Now they're released a streaming iPad application, but it won't stream DVR content, only live TV. Why? Is it a technical limitation? No, it's so they can sell you their $150 Nomad box.

I'm done. Thanks DirecTV, for reminding me how you treat your customers. Our user experience doesn't matter, as long as we're forking over the cash.


----------



## stevel (Aug 23, 2000)

Pretty soon you will get an update for the HR22 that will make it much faster.

As for the streaming, it is probably a licensing issue.


----------



## Raketemensch (Jun 1, 2010)

The licensing already exists, since the Nomad can do it already -- it's just a separate piece of hardware from the same company pushing the same content to the same devices.


----------



## ncted (May 13, 2007)

I am 1 year into my D* contract. I find it just ok, but better than TWC with Navigator or Tivo/SDV/TA nightmare. 

My biggest gripe is the price. For my 2 DVR setup with whole home and Choice, I am paying $90 before rebates which will all expire rather soon. 

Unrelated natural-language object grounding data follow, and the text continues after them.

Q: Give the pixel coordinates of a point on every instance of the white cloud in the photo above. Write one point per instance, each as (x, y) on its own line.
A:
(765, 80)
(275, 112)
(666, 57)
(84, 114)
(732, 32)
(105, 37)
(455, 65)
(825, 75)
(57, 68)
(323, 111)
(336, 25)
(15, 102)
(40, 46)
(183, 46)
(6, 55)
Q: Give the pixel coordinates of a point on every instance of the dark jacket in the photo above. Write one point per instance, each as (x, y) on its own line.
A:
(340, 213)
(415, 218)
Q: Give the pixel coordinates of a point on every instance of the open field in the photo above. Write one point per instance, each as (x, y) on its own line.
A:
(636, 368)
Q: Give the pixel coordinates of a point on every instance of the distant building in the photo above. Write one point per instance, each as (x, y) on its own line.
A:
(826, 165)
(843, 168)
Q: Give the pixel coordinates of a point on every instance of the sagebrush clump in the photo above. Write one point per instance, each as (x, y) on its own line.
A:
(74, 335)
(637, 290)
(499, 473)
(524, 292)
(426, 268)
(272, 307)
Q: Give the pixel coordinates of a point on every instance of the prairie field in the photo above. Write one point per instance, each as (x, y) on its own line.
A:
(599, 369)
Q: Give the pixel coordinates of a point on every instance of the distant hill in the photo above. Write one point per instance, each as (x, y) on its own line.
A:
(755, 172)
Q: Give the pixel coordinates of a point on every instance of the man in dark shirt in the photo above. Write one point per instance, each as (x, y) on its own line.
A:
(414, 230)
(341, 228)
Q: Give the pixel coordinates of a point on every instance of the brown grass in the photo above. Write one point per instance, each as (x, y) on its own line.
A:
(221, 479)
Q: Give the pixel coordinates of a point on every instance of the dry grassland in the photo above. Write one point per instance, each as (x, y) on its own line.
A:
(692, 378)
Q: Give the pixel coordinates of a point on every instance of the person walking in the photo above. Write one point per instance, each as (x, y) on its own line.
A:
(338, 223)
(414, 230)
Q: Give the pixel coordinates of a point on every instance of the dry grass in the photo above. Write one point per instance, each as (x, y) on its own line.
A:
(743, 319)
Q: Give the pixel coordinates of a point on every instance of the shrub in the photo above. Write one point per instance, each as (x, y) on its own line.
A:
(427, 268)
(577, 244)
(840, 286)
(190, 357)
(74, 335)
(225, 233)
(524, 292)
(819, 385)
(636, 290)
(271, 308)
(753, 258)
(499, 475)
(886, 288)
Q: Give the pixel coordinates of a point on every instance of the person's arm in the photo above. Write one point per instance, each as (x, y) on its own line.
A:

I ordered a leaf antenna to gauge reception at my house for OTA. If it works out well, I can get a couple of Tivos and AppleTVs for the price of a few months of D* service. I can get all OTA content for free (plus the Tivo service fees if I do not get lifetime) and buy the cable shows on iTunes or Amazon (which I can watch via my BD players) and still save over $500 a year. I just don't see the point of paying such a high price when other options exist.


----------



## newsposter (Aug 18, 2002)

if u need a good UHF i can recommend the DB8, i've had fantastic luck with it for over 5 yrs


----------